The problem isn’t just capability, it’s velocity. Previous technological revolutions gave society decades to adjust while the AI wave is compressing that timeline into mere years. Amodei stresses that this acceleration is what separates AI from every past disruption.

“It is an experiment,”

he admitted.

“And one way to think about Anthropic is that it’s a little bit trying to put bumpers or guard rails on that experiment.”

He added

“We do know that this is coming incredibly quickly. And I think the worst version of outcomes would be we knew there was going to be this incredible transformation. And people didn’t have enough of an opportunity to adapt.”

The risk isn’t just mass layoffs, it’s the collapse of early-career roles that traditionally act as gateways into professional life. If junior positions vanish an entire generation may find itself locked out of upward mobility.

But while Amodei warns of an urgent need for intervention Congress still hasn’t passed a single law requiring AI safety testing or economic preparedness. Instead the country’s AI trajectory is being steered by a handful of executives, something Amodei himself acknowledges.

“No one. No one. Honestly, no one. And this is one reason why I’ve always advocated for responsible and thoughtful regulation of the technology.”

Yet the politics around Anthropic complicate the picture.
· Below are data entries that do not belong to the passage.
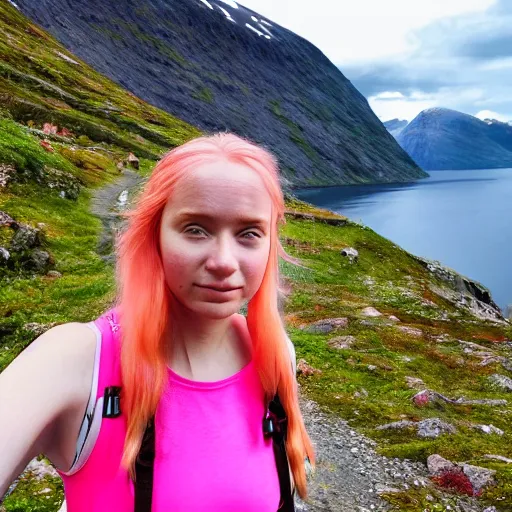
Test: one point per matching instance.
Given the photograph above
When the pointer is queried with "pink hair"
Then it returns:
(144, 301)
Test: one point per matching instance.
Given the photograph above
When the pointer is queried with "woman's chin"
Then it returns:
(217, 311)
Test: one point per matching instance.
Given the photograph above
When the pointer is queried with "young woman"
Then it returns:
(174, 366)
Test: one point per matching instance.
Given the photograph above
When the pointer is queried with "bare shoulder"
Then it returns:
(43, 390)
The Trump administration has placed the company under growing scrutiny because of its early funding ties to Effective Altruism, a movement critics accuse of being a cult-like doomer-leaning ideology fixated on controlling AI and shaping the far future. Amodei insists neither he nor Anthropic identify with EA but the company’s origins trace back to EA-aligned megadonors like Sam Bankman-Fried and Dustin Moskovitz. FTX’s bankruptcy estate even offloaded its stake in Anthropic for $884 million with much of it ending up in the UAE, a history that has put the company squarely on Trumpworld’s radar.

Inside the administration officials view Anthropic as ideologically suspect, safety-heavy, Democrat-aligned, rooted in EA’s worldview and potentially trying to steer federal AI policy through its own philosophical lens rather than strict national interest. Anthropic claims it supports Trump’s AI priorities and is now courting the White House even pursuing federal contracts but skepticism remains.

That tension erupted into public view as the White House and Anthropic began openly clashing over regulatory strategy. The White House pushed for a decade-long freeze on state-level AI laws to avoid a messy patchwork while Anthropic opposed the freeze and later backed sweeping AI legislation in California. Trump’s AI czar David Sacks accuses the company of fear-driven regulatory capture, while Anthropic warns the administration that brushing off existential risks is reckless.

Both sides insist they want federal regulation but each is now accusing the other of hypocrisy.

Meanwhile Anthropic continues scaling its models at breakneck speed even as its CEO warns that the same technology could erase a generation of workers.

The window for action is closing fast. Whether the answer comes from government policy corporate restraint or entirely new safety nets the next few years will determine whether this transition becomes manageable or whether the U.S. drifts into a jobs crisis that reshapes the economy within half a decade.